Tongi volcano eruption unleashed highest cloud ever

Experts report that the powerful underwater volcanic eruption of the Tonga Tonga-Hungia Hapai volcano in Tonga earlier this year sent the Earth’s atmosphere higher than any other plume recorded.

Researchers say the plume reached about 57 kilometers into the sky, extending more than halfway into space.

The grayish-white plume released by a volcanic eruption has become the first documented plume to penetrate a frozen layer of the atmosphere called the atmosphere, according to scientists who used multiple satellite images to measure its height.

Its column was primarily composed of water, mixed with some ash and sulfur dioxide, said atmospheric scientist Simon Proud, lead author of the research published in Science.

Eruptions from terrestrial volcanoes tend to add more ash and sulfur dioxide and less water.

The deafening eruption of the volcano on January 15th sent tsunami waves across the Pacific Ocean and produced an atmospheric wave that traveled multiple times around the world.

The eruption of the volcano in January triggered tsunami warnings for several island nations in the South Pacific.(Reuters: NOAA/CIRA/Handout)

“For me, what was impressive was how fast the eruption happened. It went from nothing to a 57 km-high cloud in just 30 minutes. I can’t imagine what it must have been like when you saw it from Earth,” he said proudly.

“The thing that struck me was the dome-like structure in the center of the canopy shaft. I’ve never seen anything like this before,” added Andrew Prata, an atmospheric scientist at Oxford and co-author of the study.
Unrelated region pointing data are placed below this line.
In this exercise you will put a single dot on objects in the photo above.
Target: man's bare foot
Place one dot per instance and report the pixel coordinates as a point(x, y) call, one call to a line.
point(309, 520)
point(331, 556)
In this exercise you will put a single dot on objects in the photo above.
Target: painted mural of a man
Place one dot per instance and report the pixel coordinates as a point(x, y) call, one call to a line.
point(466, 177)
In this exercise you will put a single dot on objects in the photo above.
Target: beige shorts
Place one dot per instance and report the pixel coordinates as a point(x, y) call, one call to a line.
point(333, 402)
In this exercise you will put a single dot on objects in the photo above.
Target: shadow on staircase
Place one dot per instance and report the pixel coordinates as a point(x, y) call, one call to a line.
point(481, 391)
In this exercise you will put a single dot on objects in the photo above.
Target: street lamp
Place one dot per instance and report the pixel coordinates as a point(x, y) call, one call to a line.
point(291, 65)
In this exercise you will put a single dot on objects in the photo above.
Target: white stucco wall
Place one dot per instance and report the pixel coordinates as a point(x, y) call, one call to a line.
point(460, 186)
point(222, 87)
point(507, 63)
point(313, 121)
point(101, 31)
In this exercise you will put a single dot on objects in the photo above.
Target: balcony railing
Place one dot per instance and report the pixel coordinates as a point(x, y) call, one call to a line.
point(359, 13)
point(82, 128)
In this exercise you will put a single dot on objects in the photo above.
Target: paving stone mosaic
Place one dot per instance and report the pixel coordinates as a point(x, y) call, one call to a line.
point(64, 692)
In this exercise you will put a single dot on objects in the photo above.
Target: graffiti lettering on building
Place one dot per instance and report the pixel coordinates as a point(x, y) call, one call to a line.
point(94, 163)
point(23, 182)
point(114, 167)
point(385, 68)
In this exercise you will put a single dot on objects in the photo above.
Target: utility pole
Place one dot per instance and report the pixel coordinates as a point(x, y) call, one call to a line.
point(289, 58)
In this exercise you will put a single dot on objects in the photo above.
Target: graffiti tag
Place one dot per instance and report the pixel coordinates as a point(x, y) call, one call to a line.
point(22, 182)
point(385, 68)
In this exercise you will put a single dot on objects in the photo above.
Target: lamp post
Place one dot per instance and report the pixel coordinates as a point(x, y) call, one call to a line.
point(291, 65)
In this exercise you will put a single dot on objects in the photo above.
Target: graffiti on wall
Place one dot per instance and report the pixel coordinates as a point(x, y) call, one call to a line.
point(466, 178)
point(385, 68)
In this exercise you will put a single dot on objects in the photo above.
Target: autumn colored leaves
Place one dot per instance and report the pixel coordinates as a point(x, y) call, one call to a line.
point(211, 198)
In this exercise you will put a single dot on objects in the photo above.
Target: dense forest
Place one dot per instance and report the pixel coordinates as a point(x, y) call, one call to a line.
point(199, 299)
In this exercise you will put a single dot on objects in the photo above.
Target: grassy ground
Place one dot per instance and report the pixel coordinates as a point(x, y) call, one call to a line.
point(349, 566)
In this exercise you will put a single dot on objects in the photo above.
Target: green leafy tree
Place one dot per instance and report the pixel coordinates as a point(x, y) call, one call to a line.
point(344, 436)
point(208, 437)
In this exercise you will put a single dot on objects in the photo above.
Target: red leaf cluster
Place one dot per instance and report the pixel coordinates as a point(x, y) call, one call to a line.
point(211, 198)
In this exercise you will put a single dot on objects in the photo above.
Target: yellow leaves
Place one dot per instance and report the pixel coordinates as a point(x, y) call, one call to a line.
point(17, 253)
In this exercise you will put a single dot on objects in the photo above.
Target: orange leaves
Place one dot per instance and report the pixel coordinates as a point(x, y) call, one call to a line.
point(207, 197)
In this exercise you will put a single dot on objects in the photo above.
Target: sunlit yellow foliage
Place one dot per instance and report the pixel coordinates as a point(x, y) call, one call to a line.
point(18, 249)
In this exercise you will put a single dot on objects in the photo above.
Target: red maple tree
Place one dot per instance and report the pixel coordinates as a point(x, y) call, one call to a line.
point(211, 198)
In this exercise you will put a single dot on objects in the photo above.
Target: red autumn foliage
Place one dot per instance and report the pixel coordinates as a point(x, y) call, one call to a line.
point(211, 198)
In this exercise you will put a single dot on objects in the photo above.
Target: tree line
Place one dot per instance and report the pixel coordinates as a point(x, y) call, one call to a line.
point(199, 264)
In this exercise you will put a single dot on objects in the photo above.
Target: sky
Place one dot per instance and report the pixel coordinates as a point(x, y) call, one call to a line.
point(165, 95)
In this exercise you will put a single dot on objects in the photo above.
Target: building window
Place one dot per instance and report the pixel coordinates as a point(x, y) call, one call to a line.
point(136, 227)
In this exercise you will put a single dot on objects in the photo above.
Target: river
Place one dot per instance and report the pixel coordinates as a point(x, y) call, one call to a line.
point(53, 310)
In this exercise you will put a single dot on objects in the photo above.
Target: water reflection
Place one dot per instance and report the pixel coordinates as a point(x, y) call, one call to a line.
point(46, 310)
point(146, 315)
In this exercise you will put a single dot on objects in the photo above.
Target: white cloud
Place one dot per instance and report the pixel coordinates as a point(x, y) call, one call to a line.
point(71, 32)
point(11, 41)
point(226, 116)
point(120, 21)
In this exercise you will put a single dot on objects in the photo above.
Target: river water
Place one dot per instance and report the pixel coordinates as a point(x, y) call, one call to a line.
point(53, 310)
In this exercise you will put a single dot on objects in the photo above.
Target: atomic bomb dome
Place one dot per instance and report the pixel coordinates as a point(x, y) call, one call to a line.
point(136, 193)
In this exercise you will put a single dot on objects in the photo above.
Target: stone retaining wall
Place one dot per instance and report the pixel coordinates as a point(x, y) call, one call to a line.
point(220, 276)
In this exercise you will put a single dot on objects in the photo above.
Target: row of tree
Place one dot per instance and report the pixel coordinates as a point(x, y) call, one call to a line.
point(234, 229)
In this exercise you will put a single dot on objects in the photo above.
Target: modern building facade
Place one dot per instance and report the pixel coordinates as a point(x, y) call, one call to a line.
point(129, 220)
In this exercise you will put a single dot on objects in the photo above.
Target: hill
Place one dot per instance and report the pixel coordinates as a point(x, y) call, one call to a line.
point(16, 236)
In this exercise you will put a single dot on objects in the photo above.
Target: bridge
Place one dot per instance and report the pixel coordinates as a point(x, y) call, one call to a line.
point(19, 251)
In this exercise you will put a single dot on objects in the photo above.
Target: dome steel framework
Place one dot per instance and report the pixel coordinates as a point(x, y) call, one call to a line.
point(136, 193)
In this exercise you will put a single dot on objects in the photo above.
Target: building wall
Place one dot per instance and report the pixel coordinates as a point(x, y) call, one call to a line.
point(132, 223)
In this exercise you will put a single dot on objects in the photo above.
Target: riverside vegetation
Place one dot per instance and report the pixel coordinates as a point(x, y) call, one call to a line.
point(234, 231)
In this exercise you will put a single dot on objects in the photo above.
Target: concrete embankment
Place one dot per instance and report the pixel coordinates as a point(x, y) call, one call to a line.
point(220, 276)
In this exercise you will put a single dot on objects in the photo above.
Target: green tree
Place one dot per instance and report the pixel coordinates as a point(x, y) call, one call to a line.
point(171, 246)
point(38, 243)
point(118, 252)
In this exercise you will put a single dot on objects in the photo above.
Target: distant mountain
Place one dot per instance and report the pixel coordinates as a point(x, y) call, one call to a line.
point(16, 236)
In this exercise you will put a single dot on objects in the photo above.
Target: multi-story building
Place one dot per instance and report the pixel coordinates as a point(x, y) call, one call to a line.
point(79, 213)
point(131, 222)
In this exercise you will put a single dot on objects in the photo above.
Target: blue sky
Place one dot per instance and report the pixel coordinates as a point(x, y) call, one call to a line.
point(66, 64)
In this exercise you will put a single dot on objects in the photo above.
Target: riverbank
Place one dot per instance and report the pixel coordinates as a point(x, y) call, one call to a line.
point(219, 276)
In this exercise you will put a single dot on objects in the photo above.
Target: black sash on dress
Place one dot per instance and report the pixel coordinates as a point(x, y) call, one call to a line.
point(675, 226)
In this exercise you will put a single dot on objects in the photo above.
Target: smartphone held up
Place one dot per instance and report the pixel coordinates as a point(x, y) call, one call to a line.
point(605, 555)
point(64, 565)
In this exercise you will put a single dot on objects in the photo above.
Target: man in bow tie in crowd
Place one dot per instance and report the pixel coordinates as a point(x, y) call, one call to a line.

The damage from the explosion destroyed a small, uninhabited nearby island and killed six local residents.

Its plume extended across the two lower layers of the atmosphere, the troposphere and the stratosphere, and about 7 kilometers into the middle atmosphere. The upper part of the atmosphere is the coldest place in the atmosphere.

The plume was far from reaching the next atmospheric layer, the thermosphere, which begins at an altitude of about 85 km above the Earth’s surface.

The demarcation called the Kerman Line, which is located at an altitude of about 100 km above the Earth’s surface, is considered a limit of space.

Scientists used three geostationary weather satellites, which acquired images every 10 minutes, to measure the eruption and relied on the so-called parallax effect: determining the location of an object by viewing it along multiple lines of sight.

“For our parallax approach to work, you need multiple satellites in different locations — and only in the past decade or so has this become possible on a global scale,” Proud said.

To date, the highest recorded volcanic plumes have been from the 1991 eruption of Mount Pinatubo in the Philippines, at 40 km, and the 1982 eruption of El Chichon in Mexico, at 31 km.

It is possible that volcanic eruptions in the past produced higher plumes but they occurred before scientists could make such measurements.